Inside Ukraine’s Economy, S&P Cuts Rating, President Flees

February 19, 2014 by Douglas A. McIntyre

KievUpdate: Based on many media reports, the government’s opposition has taken the center of Kiev, and President Viktor F. Yanukovych has left the capital.

Update: Another day of fighting appeared to lead to another truce. In the meantime, S&P cut its rating of Ukraine’s sovereign debt to triple-C, with a negative outlook, from triple-C-plus.

Update: After a short-lived truce and the start of government meetings with foreign ministers, violence has broken out in Kiev according to several media reports. It is too early to say which side broke the truce.

As unrest spreads across Ukraine, and dozens of people die or are injured in protests around its capital Kiev, the nation’s economy, not particularly strong, may rapidly crumble. The country is a large part of the region’s economy, so this deterioration will not be limited to inside its borders.

The International Monetary Fund (IMF) ranks Ukraine as the world’s 54th largest economy by gross domestic product (GDP) at $176 billion. The World Bank ranks it 51st, with GDP pegged at the same level. Its GDP is about the same size as that of Qatar and Peru.

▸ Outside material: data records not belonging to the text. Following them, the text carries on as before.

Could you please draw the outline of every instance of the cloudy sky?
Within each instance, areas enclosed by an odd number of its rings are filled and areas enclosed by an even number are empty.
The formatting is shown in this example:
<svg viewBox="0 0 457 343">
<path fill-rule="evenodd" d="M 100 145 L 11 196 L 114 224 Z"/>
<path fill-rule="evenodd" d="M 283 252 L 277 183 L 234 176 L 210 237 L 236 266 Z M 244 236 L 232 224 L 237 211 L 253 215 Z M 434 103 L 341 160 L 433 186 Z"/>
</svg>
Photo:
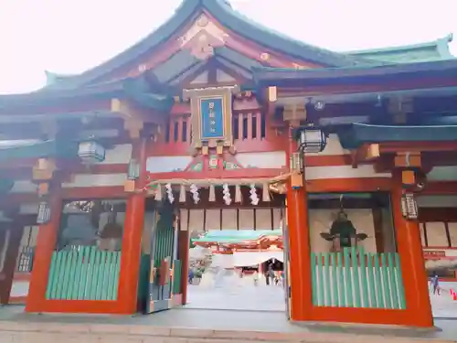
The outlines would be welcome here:
<svg viewBox="0 0 457 343">
<path fill-rule="evenodd" d="M 182 0 L 0 0 L 0 93 L 79 73 L 132 46 Z M 457 41 L 457 0 L 231 0 L 254 21 L 336 51 Z M 457 42 L 451 44 L 457 55 Z"/>
</svg>

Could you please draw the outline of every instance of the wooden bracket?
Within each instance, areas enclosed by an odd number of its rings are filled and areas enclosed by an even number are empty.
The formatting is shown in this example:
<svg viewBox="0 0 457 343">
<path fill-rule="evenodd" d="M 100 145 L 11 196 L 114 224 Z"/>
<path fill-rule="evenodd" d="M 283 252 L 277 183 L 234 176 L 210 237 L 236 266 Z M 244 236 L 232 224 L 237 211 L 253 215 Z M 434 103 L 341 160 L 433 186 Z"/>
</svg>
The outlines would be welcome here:
<svg viewBox="0 0 457 343">
<path fill-rule="evenodd" d="M 132 139 L 140 138 L 143 127 L 144 123 L 140 120 L 127 119 L 123 122 L 123 128 L 129 133 Z"/>
<path fill-rule="evenodd" d="M 352 167 L 356 168 L 361 161 L 369 161 L 381 156 L 379 145 L 364 145 L 352 153 Z"/>
<path fill-rule="evenodd" d="M 397 153 L 395 166 L 404 168 L 420 168 L 421 158 L 420 152 Z"/>
<path fill-rule="evenodd" d="M 52 179 L 54 171 L 57 169 L 54 159 L 38 158 L 32 168 L 33 181 L 49 181 Z"/>
<path fill-rule="evenodd" d="M 282 117 L 285 121 L 290 122 L 305 121 L 307 113 L 304 103 L 285 105 Z"/>
<path fill-rule="evenodd" d="M 135 180 L 125 180 L 123 190 L 127 193 L 133 193 L 135 191 Z"/>
<path fill-rule="evenodd" d="M 275 102 L 278 100 L 278 90 L 276 86 L 268 88 L 268 101 L 269 102 Z"/>
</svg>

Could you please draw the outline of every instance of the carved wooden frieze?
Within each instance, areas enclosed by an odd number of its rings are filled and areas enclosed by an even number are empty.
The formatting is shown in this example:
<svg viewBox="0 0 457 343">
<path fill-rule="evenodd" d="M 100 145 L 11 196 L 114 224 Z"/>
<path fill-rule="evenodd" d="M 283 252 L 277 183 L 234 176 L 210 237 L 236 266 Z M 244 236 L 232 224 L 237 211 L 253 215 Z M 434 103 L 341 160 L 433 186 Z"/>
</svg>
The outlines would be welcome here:
<svg viewBox="0 0 457 343">
<path fill-rule="evenodd" d="M 214 55 L 214 48 L 223 47 L 228 35 L 202 14 L 190 28 L 180 37 L 182 48 L 188 48 L 199 59 L 207 59 Z"/>
<path fill-rule="evenodd" d="M 184 98 L 190 98 L 194 148 L 232 146 L 232 95 L 238 91 L 238 86 L 184 90 Z"/>
</svg>

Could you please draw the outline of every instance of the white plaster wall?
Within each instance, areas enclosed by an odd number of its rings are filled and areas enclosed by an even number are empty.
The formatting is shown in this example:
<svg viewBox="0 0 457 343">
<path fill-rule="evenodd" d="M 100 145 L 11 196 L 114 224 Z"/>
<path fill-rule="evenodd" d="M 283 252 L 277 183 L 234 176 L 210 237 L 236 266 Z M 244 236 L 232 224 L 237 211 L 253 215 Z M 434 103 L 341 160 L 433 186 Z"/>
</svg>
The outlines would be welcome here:
<svg viewBox="0 0 457 343">
<path fill-rule="evenodd" d="M 192 162 L 190 155 L 151 156 L 146 160 L 146 170 L 150 173 L 167 173 L 183 171 Z"/>
<path fill-rule="evenodd" d="M 28 281 L 13 281 L 13 285 L 11 286 L 10 296 L 27 296 L 28 295 L 28 286 L 30 282 Z"/>
<path fill-rule="evenodd" d="M 349 220 L 358 233 L 367 233 L 368 238 L 360 242 L 367 252 L 376 252 L 375 224 L 371 209 L 345 209 Z M 321 232 L 328 232 L 332 222 L 336 218 L 335 209 L 310 209 L 310 241 L 311 250 L 314 252 L 329 252 L 331 242 L 321 237 Z"/>
<path fill-rule="evenodd" d="M 323 178 L 369 178 L 369 177 L 390 177 L 390 173 L 377 173 L 371 165 L 358 166 L 353 168 L 351 166 L 308 166 L 305 168 L 307 180 Z"/>
<path fill-rule="evenodd" d="M 237 161 L 244 167 L 282 168 L 287 166 L 285 151 L 268 153 L 239 153 Z"/>
<path fill-rule="evenodd" d="M 72 182 L 63 183 L 62 188 L 123 186 L 127 174 L 76 174 Z"/>
<path fill-rule="evenodd" d="M 457 208 L 457 196 L 419 196 L 420 208 Z"/>
<path fill-rule="evenodd" d="M 105 159 L 97 165 L 128 164 L 132 157 L 132 145 L 116 145 L 106 150 Z"/>
</svg>

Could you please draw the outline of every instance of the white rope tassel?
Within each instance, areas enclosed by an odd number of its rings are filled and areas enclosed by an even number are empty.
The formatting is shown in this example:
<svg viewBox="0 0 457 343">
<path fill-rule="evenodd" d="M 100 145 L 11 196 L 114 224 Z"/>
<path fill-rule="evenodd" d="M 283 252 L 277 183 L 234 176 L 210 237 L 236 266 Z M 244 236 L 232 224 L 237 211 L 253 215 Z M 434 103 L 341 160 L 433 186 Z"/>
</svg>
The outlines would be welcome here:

Based on one measure, the nation is not very productive, and its population is not well paid in proportion to GDP. The IMF ranks Ukraine 109th in GDP per capita at $3,867. The World Bank ranks it in 111th. Albania and Fiji each rank slightly higher. Economists consider it a “lower middle class” nation.

The World Bank reports that Ukraine’s economy has stalled. Its GDP did not grow in 2012 and 2013. Its GDP problems are related to those of most of the European region, where the recession has lingered longer than in the balance of the world. Political problems in Ukraine make it a poor place to invest capital, according to World Bank analysis. The strength of Ukraine’s agriculture exports, mostly grain, has been the backbone of its economy. And the fundamentals of the sector are weakening. The World Bank reports:

Ukraine has tremendous agricultural potential and could play a critical role in contributing to global food security. This potential has not been fully exploited due to depressed farm incomes and a lack of modernization within the sector. The establishment of a legal framework for secure land ownership, development of an efficient registration system, and ensuring free and transparent land markets are important elements of a policy framework that could facilitate agricultural development in Ukraine.

Much of this grain goes to Russia and other large countries in the region, which makes it important to the finances and trade inside the region. The irony of Ukraine’s economic situation is that Russia is Ukraine’s primary source of energy assets, and the relationship between the two countries over energy has been poor, and even contentious. According to the CIA Factbook:

Ukraine’s dependence on Russia for energy supplies and the lack of significant structural reform have made the Ukrainian economy vulnerable to external shocks. Ukraine depends on imports to meet about three-fourths of its annual oil and natural gas requirements and 100% of its nuclear fuel needs.

Almost all experts on Ukraine’s economy point to the same threat to economic growth. With a government under siege and the possibility of prolonged political battles, Ukraine could quickly slip back into recession. Its prowess as an exporter of grain may not be enough to offset that.